Restoring failing dams with minimal impact and maximum effectiveness  

Using a restorative green infrastructure approach, we focused on reusing and strengthening existing structures to minimise the project’s impact on the local environment. The solutions have been tailored to each site, protecting habitats and ensuring NRW can efficiently maintain the reservoirs in future. 

The scheme has made the reservoirs safe for visitors and local communities while respecting their unique historical, ecological and amenity value within the national park landscape. NRW is now using our approach as a blueprint for projects of this type.

A challenging site with a historic legacy to protect

All three reservoirs sit within the Gwydir Forest Special Area of Conservation (SAC), which includes many Sites of Special Scientific Interest (SSSI). While the reservoirs, originally constructed to serve the area’s metal mining industry, leave a legacy of protected historic structures, they can also leave potentially contaminated silts within the dams and reservoirs, which must be contained to protect downstream watercourses.

We brought together a team of civil and geotechnical engineers, working in collaboration with environmental and ecological specialists, to design the safe decommissioning of one dam and the repair of two others. This work involved strengthening embankments, improving overflow capacity and creating a way to lower water levels for maintenance or emergencies. By bringing this expertise together, we ensured landscape and habitat features were integral to our designs rather than a secondary consideration.

The work was being carried out as Measures in the Interests of Safety under the 1975 Reservoirs Act and had to be completed to a fixed timescale. To maximise efficiency without sacrificing quality, the design team developed standard solutions – dam buttressing, spillway material selection and elements of drainage design – that could be adapted to suit each site, reducing time spent on redesign work and cutting material costs. 

Reusing existing structures to reduce embodied carbon

Instead of removing and rebuilding the dams, our practical solution supported existing structures by building new buttresses. The buttresses provided long-term embankment stability and widened the narrow crests at the top of each dam that had previously prevented safe access for maintenance. This approach also minimised environmental impacts – requiring less new material, which reduced the project’s embodied carbon, and enabling existing water levels to be maintained, which protected habitats and reduced the chance of contaminated silts entering the water.

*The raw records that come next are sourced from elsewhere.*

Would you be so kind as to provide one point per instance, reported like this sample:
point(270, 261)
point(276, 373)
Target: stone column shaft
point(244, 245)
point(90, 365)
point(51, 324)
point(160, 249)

Where new materials were needed, such as when creating improved spillways, we selected materials that minimised environmental and aesthetic impacts. Locally-quarried stone was used instead of concrete, and we designed restorations to mimic historic outflows, minimising disruption to protected habitats. Material excavated during construction was reused in landscaping, saving the need to remove substantial quantities of inert soils off site. 

This multi-site engineering project has benefitted from the work of Arup, applying their technical expertise throughout all stages of appraisal, design and construction. Combining reservoir safety principles with the conservation and enhancement of the natural and historical environment, these reservoirs are sustained for current and future generations. 

Andrew Basford

Specialist: Projects & Programme Delivery, Natural Resources Wales

Safety solution systems for remote area access

The Gwydir Forest is a well-used public amenity, popular with walkers and cyclists. We needed robust processes to manage risk from the public inadvertently accessing dangerous live works or coming into contact with unexpected site traffic in remote areas with difficult access for emergency services. Our measures included haulier traffic management to prevent unauthorised access, slow-down points and no-go areas to avoid walkers and cyclists, and a 24hr emergency response plan. NRW is now using the public safety risk assessment system we developed across its entire reservoir portfolio.

As well as keeping the public safe during construction, our designs ensure that dams can be maintained and inspected safely in the future. We improved access routes, reduced embankment gradients, and installed solar-powered telemetry and remote cameras, ensuring that spillway operation can be checked 24/7 without unnecessary travel to site.